La mission spatiale saoudienne, au service de la science

  • Les expériences vont de la science cellulaire à la pluie artificielle en microgravité
  • L'amélioration du contrôle de la santé neurologique peut contribuer à rendre les vols spatiaux plus sûrs à l'avenir

RIYAD: La Commission spatiale saoudienne a révélé les travaux et les recherches scientifiques qui seront menés par les astronautes saoudiens Rayyanah Barnawi et Ali al-Qarni lors de leur mission vers la Station spatiale internationale (SSI) à la fin de l'année.

La commission a annoncé que les deux astronautes mèneraient 11 expériences pionnières en microgravité pendant le vol, dont les résultats contribueraient à renforcer la position mondiale du Royaume dans le domaine de l'exploration spatiale et du service à l'humanité.

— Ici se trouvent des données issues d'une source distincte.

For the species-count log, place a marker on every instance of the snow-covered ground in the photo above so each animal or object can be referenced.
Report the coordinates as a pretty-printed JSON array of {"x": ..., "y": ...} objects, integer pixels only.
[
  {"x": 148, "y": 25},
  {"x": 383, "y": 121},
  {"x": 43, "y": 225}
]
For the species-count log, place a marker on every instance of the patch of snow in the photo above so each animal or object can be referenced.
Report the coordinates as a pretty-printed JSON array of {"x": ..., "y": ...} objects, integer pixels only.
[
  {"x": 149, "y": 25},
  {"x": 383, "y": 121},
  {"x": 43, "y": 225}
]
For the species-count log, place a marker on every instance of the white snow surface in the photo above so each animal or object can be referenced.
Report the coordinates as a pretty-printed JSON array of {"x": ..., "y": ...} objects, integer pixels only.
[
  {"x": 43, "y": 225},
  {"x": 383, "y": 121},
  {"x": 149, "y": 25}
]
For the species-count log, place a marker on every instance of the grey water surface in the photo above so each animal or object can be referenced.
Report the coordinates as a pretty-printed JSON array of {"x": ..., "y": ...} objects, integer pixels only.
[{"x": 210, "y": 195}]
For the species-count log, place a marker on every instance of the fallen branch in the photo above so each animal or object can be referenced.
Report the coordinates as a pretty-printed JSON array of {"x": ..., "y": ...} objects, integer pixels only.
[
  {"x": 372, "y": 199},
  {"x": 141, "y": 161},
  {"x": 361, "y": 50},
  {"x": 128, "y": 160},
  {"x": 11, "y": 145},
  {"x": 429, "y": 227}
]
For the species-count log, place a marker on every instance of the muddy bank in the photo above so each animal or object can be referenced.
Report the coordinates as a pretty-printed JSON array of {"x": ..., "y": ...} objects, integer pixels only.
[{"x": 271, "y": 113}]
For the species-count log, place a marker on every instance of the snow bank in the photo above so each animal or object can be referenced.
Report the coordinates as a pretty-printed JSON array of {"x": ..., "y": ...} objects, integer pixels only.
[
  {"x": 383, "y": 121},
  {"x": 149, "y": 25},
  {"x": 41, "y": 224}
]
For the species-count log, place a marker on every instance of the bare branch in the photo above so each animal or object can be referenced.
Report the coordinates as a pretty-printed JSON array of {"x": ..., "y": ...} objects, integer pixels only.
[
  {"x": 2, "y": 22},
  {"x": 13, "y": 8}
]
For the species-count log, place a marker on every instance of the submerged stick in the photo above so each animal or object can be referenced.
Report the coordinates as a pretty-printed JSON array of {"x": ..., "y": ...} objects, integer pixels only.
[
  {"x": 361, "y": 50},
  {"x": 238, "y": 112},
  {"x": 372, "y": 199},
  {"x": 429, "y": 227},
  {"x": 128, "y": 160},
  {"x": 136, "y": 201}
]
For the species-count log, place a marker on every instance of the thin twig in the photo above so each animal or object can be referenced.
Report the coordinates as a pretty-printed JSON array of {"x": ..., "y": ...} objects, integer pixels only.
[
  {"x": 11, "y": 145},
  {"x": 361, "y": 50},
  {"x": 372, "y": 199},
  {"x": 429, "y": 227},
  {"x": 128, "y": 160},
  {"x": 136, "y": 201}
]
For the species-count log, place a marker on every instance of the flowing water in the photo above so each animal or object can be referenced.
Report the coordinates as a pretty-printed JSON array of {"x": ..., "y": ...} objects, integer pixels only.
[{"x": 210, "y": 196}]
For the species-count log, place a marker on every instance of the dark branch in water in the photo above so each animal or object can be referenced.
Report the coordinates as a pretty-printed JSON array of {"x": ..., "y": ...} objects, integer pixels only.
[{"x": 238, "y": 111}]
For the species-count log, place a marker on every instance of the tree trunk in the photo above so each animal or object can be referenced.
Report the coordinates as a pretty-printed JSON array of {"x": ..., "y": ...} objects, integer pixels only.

L'astronaute saoudienne Rayyanah Barnawi (Photo, SPA).

Les responsables ont indiqué que les essais saoudiens dans l'espace porteraient sur la recherche humaine, la science cellulaire et la pluie artificielle en microgravité.

L'expérience sur la pluie artificielle prévoit de condenser de la vapeur d'eau sur du plancton et des atomes de sel en microgravité afin de simuler le processus d'ensemencement des nuages utilisé en Arabie saoudite et dans d'autres pays pour favoriser les précipitations.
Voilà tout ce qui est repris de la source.